Catshill is a village in Worcestershire about 2.5 miles north of Bromsgrove and 10 miles south-west of Birmingham. The parish of Catshill was formed around the Turnpike Road (A38) in 1844.

The population of Catshill in 2011 was 6,858.

Education
Catshill is home to Catshill First School  and Catshill Middle School.  The first school Catshill First School and Nursery is located in the centre of the village on Gibb Lane.  The Middle School was built in 1939, and was converted from a Secondary Modern to a Middle School in 1970. The village has a small library, though it is not open every day. Catshill also has a village hall in which many different learning activities take place, from karate to IT skills.

Transport
Catshill is served by regular bus services by First Midland Red, Diamond West Midlands,  National Express West Midlands and MRD Travel. There are routes to Longbridge, Halesowen, Stourbridge, Bromsgrove, Worcester and Droitwich.

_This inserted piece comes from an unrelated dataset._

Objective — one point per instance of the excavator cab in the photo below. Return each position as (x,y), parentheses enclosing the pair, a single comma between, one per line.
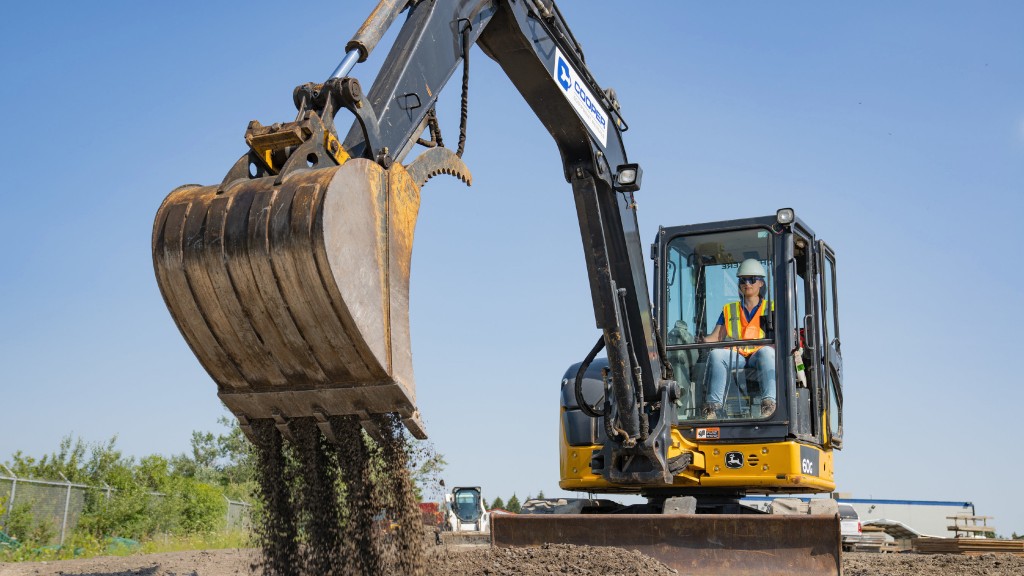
(793,359)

With  nearby  access to the M5 and M42 motorways, Catshill is within  commuting distance by car to both Worcester and Birmingham and as a result the population of the village has grown in recent years.

History
In 1828 a Baptist chapel was opened in Little Catshill.

Catshill developed in the nineteenth century through nailmaking and by 1914 was one of the few villages in the area which produced nails.

Famous people
The poet Alfred Edward Housman lived in Catshill.
The professional footballer Roy Hartle (Bolton Wanderers) was born here.
For more than a quarter of a century Sarah Hilda Haines was the much respected district nurse (plaque in church)  who received the royal Maundy in 1980 at Worcester. Her son Roy Martin Haines, a Foundation Scholar of Bromsgrove School, became a mediaeval historian (Worcester College, Oxford) and professor at Dalhousie University, Canada. A Fellow of the Society of Antiquaries and life member of Clare Hall, Cambridge, he was awarded the degrees of D.Phil.and D.Litt. of Oxford.